But a retirement home?? Dude that’s like hunting over a feeder c’mon man give me a few props!!!!🤣
 
Neffa glad you are OK. Don't worry looking over oyurshoulder all next week is normal

We are having more and more sightings in our Rural/Urban interface.

My only up close and personal Lion sighting was on a summer job:

I spent the summer of 1993 in Idaho while attending the University of Idaho, as a packer and guide for St. Joe Hunting and Fishing camp, now known as St. Joe Outfitters and Guides. Will and Barbara Judge tutored me in the skills necessary to be a proficient backcountry horseman. For that I am eternally grateful. Here is a story that ranks as one of the strangest occurrences I have seen in the backcountry.

I’d just returned from packing in groceries and propane on horseback with a 6-horse string from the trailhead downstream on the St. Joe River. We didn’t have any clients in camp and it was about an hour or two before dark. I had unsaddled and fed all the horses. I was walking back to the lodge and saw a coyote in a large clearing on the way back to the main camp from the horse corral. The coyote was barking at the tree line and acting pretty agitated. About 500 yards to the left along the river a couple of horse campers had set up camp and had staked out their horses. I figured they were close to the coyote’s den and that’s what had the coyote agitated.

As I walked closer to the coyote, it would look over its shoulder at me, then turn and look at the tree line and yip and bark. It did this three times. Each time it barked and looked away from me I moved closer. Pretty soon, I was 50 yards from this coyote. As it looked over it’s shoulder one more time, a cougar came bursting out of the trees, after the coyote. The song dog just about turned inside out and ran to my right, directly through the Lodge compound, between the lodge and the clothesline, and out the front gate with the cat right on it’s tail.

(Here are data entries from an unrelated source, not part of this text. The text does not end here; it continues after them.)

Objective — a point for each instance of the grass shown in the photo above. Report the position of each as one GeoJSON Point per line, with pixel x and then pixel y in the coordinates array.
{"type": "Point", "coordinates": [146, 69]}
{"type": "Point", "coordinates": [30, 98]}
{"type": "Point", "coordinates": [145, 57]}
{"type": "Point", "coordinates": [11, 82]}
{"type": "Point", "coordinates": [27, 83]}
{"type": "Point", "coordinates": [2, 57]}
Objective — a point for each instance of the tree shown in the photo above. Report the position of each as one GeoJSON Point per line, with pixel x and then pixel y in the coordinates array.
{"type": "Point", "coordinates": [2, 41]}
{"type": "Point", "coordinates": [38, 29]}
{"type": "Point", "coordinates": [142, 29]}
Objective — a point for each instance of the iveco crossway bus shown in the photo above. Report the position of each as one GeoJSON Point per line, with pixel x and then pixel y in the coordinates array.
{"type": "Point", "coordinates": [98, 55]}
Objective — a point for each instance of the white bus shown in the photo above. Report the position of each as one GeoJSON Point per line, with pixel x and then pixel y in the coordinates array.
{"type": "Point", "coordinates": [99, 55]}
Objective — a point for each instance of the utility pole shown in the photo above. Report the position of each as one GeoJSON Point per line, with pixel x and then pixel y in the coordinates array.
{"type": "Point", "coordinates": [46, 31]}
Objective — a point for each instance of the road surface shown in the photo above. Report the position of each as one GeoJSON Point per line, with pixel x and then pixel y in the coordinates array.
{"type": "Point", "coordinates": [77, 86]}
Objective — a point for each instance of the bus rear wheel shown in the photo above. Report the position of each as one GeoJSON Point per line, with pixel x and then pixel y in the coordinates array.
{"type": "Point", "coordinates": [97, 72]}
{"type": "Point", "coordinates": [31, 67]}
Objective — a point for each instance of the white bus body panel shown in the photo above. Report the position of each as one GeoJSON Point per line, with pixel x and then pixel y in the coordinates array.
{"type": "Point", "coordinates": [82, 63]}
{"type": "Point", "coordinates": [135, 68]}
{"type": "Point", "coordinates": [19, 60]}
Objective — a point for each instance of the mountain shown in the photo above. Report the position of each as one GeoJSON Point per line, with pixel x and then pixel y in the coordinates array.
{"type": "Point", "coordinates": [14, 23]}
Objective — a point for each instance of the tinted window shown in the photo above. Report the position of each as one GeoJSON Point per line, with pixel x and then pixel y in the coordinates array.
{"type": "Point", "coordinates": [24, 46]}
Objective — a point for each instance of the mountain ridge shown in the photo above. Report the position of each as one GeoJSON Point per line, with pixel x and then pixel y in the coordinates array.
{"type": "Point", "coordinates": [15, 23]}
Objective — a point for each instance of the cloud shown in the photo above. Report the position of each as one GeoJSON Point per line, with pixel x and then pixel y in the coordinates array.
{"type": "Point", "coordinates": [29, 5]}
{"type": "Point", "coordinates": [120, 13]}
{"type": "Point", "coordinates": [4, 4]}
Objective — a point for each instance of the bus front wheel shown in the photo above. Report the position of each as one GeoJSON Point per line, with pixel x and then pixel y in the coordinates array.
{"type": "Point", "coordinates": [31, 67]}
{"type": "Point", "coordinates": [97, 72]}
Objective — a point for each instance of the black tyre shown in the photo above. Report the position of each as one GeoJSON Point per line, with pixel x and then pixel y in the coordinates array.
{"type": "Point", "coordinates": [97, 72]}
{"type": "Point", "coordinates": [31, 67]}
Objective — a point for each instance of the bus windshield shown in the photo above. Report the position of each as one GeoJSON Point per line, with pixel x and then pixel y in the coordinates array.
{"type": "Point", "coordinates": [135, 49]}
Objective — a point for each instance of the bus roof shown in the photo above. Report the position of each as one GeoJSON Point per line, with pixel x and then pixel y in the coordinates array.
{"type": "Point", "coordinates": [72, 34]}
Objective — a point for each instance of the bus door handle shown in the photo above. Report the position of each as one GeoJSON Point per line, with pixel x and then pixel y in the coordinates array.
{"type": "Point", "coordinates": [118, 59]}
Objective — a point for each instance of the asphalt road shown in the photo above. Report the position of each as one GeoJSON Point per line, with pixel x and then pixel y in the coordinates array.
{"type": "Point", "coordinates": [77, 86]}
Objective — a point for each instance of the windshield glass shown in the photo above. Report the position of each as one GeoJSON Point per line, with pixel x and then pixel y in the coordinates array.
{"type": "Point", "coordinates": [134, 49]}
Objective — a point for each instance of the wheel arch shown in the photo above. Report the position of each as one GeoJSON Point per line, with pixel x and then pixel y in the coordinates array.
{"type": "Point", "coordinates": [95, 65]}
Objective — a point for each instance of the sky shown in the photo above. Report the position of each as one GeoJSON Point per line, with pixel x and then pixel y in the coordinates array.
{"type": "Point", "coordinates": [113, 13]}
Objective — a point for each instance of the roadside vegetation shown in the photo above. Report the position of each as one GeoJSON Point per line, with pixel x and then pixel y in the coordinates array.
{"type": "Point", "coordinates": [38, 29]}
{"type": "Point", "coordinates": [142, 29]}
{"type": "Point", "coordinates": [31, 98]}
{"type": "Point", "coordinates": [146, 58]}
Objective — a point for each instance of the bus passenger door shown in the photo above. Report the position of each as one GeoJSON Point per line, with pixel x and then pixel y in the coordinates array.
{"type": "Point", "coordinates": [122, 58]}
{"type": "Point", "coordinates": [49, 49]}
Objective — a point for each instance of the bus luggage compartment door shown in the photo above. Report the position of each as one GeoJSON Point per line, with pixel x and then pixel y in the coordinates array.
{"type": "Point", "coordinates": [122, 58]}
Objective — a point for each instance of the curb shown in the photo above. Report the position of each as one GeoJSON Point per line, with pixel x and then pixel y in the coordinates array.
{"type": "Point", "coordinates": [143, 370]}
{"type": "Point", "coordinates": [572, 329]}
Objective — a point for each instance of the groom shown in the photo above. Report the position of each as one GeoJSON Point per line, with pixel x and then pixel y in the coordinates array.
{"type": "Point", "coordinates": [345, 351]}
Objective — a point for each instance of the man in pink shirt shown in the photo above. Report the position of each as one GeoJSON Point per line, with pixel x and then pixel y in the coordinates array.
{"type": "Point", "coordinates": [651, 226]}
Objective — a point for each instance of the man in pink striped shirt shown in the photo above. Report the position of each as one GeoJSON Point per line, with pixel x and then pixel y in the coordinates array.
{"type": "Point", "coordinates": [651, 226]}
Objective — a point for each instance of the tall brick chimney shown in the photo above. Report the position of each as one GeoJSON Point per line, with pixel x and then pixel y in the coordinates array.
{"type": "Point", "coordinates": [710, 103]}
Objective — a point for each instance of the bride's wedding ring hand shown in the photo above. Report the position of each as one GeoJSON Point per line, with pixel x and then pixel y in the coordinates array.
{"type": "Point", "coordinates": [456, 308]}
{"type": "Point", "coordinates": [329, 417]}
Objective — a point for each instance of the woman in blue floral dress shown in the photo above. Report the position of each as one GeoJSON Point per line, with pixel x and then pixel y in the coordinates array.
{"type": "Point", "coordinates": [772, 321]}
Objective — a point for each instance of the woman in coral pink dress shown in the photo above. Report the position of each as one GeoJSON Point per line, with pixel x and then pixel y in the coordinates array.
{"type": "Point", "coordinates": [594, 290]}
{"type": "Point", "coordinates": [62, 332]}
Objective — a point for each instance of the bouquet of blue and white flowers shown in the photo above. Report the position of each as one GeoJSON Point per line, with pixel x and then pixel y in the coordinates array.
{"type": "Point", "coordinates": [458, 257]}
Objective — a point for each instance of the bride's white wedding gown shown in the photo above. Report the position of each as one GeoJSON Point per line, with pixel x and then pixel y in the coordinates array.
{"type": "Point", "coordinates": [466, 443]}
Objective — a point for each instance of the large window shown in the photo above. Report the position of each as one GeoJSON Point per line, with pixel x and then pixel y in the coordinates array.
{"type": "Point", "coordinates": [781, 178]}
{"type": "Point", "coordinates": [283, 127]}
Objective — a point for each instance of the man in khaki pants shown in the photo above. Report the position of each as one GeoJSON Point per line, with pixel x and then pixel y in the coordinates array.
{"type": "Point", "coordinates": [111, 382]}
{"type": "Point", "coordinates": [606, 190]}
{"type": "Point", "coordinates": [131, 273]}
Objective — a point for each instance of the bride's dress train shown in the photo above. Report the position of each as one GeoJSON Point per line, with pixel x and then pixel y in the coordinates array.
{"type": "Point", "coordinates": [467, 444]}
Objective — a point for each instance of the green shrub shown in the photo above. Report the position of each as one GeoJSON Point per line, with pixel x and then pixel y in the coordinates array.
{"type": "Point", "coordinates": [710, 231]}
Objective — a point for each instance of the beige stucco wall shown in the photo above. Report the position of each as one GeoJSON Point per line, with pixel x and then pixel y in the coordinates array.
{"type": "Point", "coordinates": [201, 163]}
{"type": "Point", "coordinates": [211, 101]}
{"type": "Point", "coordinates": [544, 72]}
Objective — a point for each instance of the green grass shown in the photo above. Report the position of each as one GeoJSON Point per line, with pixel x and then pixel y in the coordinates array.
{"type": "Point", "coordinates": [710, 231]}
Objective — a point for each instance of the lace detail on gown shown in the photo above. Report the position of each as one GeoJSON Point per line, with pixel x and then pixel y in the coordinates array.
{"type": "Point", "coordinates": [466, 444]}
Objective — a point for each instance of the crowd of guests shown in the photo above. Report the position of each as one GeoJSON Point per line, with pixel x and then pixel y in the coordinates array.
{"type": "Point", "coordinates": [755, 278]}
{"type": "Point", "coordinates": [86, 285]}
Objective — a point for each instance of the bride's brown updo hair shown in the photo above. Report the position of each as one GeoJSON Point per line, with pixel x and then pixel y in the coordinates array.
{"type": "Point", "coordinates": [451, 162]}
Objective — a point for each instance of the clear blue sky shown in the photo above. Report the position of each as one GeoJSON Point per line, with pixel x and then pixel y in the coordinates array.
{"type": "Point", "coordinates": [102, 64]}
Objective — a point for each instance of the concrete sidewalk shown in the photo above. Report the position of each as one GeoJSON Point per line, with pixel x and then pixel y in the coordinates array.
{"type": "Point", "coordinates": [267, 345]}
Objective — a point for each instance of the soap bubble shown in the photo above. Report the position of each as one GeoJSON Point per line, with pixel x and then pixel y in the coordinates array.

I was standing there amazed at what I had just seen. Two secretive animals had just been seen feet from where we slept each night. It was then that I realized that it was as wild and untamed a place as I might ever be, despite the 70-year-old log buildings we used as our headquarters.
 
You made foot contact with an MF’ing big cat?! That’s a rad story now that you’re away from the beast, safe and all.
As i felt my balance wain with the effort of the kick, with barely grazed the cat, I immediately regretted my decision, but thankfully it was blinded by the spotlight and didn't capitalize the one moment of weakness.
 
As i felt my balance wain with the effort of the kick, with barely grazed the cat, I immediately regretted my decision, but thankfully it was blinded by the spotlight and didn't capitalize the one moment of weakness.
The bar version I’m reading here between the lines is “I kicked the sumbitch right square in the kisser and it let loose the squeal of a thousand hell-bound banshees then ran off into the darkness to lick its wounds.”